Dr. Aguilera: The confirmatory tests are available [in] 24 hours or more than 24 hours. So, meanwhile...[until we have] the confirmatory test, [we are] generating social and personal disruption in the patients' lives.
Dr. Heresi: What we do is we have a visitor linkage person who, when we know the test result is positive, calls the patient [and asks them to come in]. We sit and explain and talk. HIV is still very stigmatized, and we all try to fight it but it's a stigma even in the health care providers, everybody. Things have improved since the '80s, but it's still terrible for people to learn they have HIV, their families, etc. [So the disclosure] is in person and the linkage to care [is right there]. We have different options in Houston. We're doing a lot with Legacy because they can see a patient very fast and they can start a patient on treatment within a week.

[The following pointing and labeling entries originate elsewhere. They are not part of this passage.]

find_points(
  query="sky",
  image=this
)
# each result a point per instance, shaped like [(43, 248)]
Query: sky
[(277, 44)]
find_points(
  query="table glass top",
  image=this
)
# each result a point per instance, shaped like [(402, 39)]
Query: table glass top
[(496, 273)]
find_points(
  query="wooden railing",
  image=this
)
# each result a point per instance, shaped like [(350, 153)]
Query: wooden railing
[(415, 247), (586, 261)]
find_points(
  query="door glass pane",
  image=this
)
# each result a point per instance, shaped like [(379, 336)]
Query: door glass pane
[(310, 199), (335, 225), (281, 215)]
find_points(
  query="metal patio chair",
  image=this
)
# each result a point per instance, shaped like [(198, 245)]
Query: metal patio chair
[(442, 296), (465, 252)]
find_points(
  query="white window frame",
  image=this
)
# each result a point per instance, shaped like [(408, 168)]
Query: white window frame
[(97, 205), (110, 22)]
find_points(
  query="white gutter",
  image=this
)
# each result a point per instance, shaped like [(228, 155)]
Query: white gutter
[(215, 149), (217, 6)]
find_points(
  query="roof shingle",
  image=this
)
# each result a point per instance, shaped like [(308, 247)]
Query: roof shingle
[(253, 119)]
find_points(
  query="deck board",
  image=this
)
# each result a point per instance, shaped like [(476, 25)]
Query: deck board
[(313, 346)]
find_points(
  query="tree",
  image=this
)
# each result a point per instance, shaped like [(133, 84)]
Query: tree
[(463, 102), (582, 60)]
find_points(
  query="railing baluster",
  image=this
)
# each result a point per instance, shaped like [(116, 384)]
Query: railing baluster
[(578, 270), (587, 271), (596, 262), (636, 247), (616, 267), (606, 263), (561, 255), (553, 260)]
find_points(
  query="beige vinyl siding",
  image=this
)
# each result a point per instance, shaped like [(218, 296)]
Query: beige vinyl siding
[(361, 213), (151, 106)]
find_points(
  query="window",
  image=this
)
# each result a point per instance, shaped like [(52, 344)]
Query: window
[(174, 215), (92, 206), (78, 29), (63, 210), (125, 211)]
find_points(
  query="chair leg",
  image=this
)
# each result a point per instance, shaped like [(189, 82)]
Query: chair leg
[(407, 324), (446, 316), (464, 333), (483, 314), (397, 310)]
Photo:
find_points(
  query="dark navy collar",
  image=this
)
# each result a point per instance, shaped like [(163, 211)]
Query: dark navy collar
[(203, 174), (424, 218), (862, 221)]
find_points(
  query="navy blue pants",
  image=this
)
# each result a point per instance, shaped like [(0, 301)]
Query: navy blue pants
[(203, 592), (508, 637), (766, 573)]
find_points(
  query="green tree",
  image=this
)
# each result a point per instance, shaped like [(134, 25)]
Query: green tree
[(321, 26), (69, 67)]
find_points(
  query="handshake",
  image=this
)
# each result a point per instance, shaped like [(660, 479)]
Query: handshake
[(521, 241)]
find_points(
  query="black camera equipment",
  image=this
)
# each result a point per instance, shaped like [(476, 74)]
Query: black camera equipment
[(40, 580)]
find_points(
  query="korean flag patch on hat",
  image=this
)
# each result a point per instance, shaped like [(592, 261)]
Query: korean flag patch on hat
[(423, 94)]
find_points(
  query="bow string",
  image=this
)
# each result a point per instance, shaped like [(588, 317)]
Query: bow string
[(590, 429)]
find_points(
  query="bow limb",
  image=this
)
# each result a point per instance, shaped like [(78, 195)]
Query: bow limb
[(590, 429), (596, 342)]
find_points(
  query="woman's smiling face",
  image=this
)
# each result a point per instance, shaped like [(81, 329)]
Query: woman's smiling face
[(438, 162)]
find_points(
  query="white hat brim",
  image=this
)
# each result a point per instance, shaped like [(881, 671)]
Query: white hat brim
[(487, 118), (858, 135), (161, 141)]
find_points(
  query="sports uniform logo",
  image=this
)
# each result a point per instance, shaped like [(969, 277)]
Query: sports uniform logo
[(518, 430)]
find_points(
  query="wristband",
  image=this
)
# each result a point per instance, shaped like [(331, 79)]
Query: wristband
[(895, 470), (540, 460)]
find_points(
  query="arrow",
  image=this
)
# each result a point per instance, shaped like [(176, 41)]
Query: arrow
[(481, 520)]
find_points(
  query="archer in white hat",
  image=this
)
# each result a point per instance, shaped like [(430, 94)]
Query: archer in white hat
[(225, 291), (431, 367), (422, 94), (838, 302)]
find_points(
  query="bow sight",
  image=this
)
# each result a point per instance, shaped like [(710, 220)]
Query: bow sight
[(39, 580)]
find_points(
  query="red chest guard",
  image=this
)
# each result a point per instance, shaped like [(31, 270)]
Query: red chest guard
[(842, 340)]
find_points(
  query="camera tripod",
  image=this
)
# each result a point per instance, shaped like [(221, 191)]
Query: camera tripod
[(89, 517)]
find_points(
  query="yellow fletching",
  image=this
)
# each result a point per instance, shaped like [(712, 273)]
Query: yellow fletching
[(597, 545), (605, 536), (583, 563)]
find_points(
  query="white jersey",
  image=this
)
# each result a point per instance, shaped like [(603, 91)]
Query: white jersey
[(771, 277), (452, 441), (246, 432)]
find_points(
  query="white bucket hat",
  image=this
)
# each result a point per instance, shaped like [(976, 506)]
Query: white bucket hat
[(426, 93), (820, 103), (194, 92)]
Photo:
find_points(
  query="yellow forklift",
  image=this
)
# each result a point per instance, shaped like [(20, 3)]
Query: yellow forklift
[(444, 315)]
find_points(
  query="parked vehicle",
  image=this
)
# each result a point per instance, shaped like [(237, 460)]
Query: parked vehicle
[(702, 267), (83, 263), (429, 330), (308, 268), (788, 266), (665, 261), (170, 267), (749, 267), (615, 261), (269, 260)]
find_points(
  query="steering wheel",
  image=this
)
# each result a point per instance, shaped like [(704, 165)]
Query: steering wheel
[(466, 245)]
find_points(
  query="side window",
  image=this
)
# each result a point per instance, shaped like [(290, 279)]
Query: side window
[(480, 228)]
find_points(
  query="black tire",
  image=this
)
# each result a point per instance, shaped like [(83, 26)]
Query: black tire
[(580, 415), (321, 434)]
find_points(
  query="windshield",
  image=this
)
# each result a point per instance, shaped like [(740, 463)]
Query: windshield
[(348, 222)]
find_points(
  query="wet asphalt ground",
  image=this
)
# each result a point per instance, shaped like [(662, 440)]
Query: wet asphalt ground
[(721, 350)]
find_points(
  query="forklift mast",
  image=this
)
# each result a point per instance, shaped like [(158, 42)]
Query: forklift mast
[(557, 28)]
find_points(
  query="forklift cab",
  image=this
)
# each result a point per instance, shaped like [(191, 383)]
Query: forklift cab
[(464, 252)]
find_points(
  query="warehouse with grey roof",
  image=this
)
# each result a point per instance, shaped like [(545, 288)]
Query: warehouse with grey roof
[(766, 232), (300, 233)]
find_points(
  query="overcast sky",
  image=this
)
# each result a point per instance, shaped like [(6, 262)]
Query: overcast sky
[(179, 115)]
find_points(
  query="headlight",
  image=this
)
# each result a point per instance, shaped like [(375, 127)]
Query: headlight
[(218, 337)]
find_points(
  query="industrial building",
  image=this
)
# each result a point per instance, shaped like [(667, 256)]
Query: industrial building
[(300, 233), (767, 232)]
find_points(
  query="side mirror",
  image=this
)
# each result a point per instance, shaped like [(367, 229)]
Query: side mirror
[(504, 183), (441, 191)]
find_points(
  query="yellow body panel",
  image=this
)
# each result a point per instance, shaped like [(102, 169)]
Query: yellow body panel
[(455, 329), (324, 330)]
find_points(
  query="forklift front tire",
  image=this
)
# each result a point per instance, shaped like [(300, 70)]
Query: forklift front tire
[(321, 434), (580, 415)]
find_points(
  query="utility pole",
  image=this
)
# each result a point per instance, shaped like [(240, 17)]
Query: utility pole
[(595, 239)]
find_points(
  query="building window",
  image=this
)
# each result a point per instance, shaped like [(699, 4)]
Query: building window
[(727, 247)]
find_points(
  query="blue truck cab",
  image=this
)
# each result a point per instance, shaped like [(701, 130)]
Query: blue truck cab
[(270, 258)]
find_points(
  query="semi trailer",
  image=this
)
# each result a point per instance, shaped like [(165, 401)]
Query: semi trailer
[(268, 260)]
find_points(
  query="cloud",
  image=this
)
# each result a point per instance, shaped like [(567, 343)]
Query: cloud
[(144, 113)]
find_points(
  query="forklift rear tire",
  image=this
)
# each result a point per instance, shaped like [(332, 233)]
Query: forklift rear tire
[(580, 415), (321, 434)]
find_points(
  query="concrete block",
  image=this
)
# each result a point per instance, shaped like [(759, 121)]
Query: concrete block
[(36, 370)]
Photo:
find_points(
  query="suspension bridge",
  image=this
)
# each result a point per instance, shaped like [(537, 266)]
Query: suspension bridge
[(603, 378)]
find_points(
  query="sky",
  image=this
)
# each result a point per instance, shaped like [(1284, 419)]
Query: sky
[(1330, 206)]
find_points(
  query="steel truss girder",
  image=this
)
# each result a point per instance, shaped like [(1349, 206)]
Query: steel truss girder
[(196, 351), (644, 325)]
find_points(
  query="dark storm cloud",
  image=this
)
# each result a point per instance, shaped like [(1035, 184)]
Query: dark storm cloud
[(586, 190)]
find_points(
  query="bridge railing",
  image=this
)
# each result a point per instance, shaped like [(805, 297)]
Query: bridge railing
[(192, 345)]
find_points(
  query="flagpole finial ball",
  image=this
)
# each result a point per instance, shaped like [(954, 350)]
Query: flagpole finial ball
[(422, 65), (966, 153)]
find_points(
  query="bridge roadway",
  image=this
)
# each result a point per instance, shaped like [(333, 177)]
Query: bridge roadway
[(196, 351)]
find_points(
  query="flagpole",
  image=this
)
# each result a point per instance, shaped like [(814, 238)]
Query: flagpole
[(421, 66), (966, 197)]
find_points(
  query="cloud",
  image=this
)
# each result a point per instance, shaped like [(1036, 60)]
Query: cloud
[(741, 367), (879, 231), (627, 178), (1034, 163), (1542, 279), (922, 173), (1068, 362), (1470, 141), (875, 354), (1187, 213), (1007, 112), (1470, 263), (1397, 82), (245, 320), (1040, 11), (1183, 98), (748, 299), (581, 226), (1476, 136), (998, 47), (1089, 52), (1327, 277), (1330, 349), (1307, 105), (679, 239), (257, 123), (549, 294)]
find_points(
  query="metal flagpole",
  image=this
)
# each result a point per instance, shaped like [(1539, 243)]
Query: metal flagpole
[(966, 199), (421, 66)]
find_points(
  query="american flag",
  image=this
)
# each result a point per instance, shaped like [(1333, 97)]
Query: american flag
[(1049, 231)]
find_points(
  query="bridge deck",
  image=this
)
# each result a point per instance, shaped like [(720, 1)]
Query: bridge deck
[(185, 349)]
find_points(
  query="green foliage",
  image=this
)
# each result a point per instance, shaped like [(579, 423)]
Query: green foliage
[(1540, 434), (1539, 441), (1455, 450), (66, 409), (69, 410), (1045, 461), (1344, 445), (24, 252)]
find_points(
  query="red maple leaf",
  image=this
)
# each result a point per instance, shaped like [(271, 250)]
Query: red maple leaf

Dr. Aguilera: For the future, we're going to expand. Currently our program is in Texas Medical Center, so we are going to expand in other Memorial Hermann hospital centers.
Dr. Heresi: There [will be] influence in all the EDs in all the Memorial system, and Memorial system is huge.
Dr. Aguilera: We have 14 hospitals.
Dr. Heresi: We are moving to extend, with the experience we have now, to the other EDs in the Hermann hospital complex.
Dr. Prater: Memorial Hermann has the largest percentage of the health care market in the Houston area. And so we're trying to have multiple different hospitals throughout the area and multiple different suburbs...[In] our previous experience with Dr. McCarthy's work, we've identified some zip code hotspots, obviously the Texas Medical Center is one of them, but there's 2 other hospitals in the region where the zip codes have higher than usual rates and so we're going to be expanding into those 2 areas as well.
Dr. Heresi: In the next few months, we're expanding to 2 hotspots, as Sam said.
The poster, "Should HIV Disclosure at ED Based on Preliminary Results?", was presented on Friday, October 4, 2019, at IDWeek 2019 in Washington, DC.